Each SPI module has three dedicated interrupt flag bits: SPIxIF, SPIxRXIF and SPIxTXIF, and corresponding interrupt enable bits, SPIxIE, SPIxRXIE and SPIxTXIE. These bits are used to determine the source of an interrupt and to enable or disable an individual interrupt source. Note that all the interrupt sources for a specific SPI module share one interrupt vector. Each SPI module can have its own priority level independent of other SPI modules.

Note: SPIxTXIF, SPIxRXIF and SPIxIF bits will be set without regard to the state of the corresponding enable bit. The interrupt flag bits can be polled by software if desired.

The SPIxIE, SPIxTXIE and SPIxRXIE bits are used to define the behavior of the interrupt controller when a corresponding SPIxIF, SPIxTXIF or SPIxRXIF bit is set. When the corresponding interrupt enable bit is clear, the interrupt controller does not generate a CPU interrupt for the event. If the interrupt enable bit is set, the interrupt controller will generate an interrupt to the CPU when the corresponding interrupt flag bit is set (subject to the priority as outlined below).

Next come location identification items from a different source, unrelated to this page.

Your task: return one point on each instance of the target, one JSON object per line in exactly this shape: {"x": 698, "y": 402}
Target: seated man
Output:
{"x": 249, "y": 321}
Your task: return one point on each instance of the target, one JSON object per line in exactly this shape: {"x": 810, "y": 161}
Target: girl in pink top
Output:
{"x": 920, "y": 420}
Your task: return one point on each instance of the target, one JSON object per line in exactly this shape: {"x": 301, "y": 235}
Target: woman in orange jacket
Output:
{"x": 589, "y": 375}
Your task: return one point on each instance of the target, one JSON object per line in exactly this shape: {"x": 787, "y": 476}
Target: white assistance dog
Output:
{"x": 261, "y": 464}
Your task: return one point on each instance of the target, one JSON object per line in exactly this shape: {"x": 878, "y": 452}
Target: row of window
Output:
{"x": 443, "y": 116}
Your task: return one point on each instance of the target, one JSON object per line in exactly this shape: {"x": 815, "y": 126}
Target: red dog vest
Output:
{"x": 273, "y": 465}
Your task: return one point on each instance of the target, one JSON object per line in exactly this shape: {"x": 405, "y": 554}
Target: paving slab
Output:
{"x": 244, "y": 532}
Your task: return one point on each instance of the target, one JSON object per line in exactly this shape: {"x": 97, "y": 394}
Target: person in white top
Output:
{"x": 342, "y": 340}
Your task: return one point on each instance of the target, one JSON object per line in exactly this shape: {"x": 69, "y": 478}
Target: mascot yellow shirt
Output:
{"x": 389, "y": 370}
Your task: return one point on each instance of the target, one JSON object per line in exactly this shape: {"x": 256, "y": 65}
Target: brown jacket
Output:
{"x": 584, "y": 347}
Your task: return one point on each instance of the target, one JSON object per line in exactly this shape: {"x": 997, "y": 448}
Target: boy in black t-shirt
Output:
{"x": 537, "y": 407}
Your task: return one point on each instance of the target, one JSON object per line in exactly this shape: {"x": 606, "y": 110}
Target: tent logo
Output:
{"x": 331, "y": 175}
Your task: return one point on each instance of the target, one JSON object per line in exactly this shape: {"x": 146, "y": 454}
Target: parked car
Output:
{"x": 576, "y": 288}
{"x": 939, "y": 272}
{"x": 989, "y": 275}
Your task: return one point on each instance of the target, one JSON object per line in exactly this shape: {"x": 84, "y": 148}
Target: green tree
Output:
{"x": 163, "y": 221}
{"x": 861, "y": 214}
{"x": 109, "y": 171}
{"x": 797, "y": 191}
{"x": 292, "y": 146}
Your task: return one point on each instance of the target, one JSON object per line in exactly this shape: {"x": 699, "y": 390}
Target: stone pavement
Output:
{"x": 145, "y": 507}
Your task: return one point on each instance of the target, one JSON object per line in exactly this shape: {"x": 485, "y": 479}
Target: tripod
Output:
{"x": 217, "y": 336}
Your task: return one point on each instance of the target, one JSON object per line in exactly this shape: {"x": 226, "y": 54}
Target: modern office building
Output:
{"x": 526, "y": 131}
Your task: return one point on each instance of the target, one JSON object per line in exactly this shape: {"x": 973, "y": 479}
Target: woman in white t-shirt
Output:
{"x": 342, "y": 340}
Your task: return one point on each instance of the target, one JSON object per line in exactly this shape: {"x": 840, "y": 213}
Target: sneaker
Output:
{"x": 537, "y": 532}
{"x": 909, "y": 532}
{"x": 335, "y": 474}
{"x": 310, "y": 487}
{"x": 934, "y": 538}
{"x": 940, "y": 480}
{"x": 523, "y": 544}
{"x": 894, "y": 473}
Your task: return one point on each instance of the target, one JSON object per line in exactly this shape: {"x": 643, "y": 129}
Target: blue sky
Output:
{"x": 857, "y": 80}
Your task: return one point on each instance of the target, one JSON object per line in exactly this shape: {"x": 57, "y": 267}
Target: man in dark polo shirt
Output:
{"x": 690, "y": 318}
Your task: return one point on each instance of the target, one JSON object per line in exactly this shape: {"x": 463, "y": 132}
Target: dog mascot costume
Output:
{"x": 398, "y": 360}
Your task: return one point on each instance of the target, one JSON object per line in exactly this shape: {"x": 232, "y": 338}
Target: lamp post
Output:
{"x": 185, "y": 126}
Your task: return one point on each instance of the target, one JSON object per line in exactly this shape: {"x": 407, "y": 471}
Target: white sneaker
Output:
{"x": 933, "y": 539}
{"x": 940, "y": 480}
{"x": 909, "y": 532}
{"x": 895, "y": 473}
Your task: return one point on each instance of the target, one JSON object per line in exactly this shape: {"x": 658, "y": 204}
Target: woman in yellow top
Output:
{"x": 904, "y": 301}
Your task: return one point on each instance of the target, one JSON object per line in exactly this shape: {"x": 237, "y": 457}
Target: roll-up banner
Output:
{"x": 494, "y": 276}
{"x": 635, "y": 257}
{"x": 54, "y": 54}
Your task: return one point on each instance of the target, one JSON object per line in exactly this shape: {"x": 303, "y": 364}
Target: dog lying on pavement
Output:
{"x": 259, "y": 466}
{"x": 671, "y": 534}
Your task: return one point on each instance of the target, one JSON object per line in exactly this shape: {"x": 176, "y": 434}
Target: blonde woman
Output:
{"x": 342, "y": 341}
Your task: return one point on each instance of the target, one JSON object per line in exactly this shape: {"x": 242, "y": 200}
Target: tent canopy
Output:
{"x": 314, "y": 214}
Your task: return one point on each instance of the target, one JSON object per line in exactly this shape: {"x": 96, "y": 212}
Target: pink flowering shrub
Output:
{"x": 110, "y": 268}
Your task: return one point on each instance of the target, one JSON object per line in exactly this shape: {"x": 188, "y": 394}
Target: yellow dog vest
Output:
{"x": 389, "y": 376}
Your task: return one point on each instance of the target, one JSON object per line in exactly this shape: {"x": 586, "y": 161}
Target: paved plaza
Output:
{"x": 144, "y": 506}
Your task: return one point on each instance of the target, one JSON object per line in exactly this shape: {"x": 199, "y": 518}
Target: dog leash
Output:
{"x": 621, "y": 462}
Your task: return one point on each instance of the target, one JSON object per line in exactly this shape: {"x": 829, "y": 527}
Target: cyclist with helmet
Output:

It is the responsibility of the user’s software routine that services a particular interrupt to clear the appropriate interrupt flag bit before the service routine is complete.

The priority of each SPI module can be set independently with the SPIxIP[2:0] bits. This priority defines the priority group to which the interrupt source will be assigned. The priority groups range from a value of seven (the highest priority), to a value of zero (which does not generate an interrupt). An interrupt being serviced will be preempted by an interrupt in a higher priority group.

The priority group bits allow more than one interrupt source to share the same priority. If simultaneous interrupts occur in this configuration, the natural order of the interrupt sources within a priority group pair determines the interrupt generated. The natural priority is based on the vector numbers of the interrupt sources. The lower the vector number, the higher the natural priority of the interrupt. Any interrupts that were overridden by natural order will then generate their respective interrupts based on priority and natural order, after the interrupt flag for the current interrupt is cleared.

After an enabled interrupt is generated, the CPU will jump to the vector assigned to that interrupt. The vector number for the interrupt is the same as the natural order number. The CPU will then begin executing code at the vector address. The user’s code at this vector address should perform any application-specific operations required and clear interrupt flags, SPIxIF, SPIxTXIF or SPIxRXIF, and then exit.

With Enhanced Buffering mode, the user application should clear the interrupt request flag after servicing the interrupt condition .

If an SPIx interrupt has occurred, the ISR should read the SPIx Data Buffer (SPIxBUF) register and then clear the SPIx interrupt flag.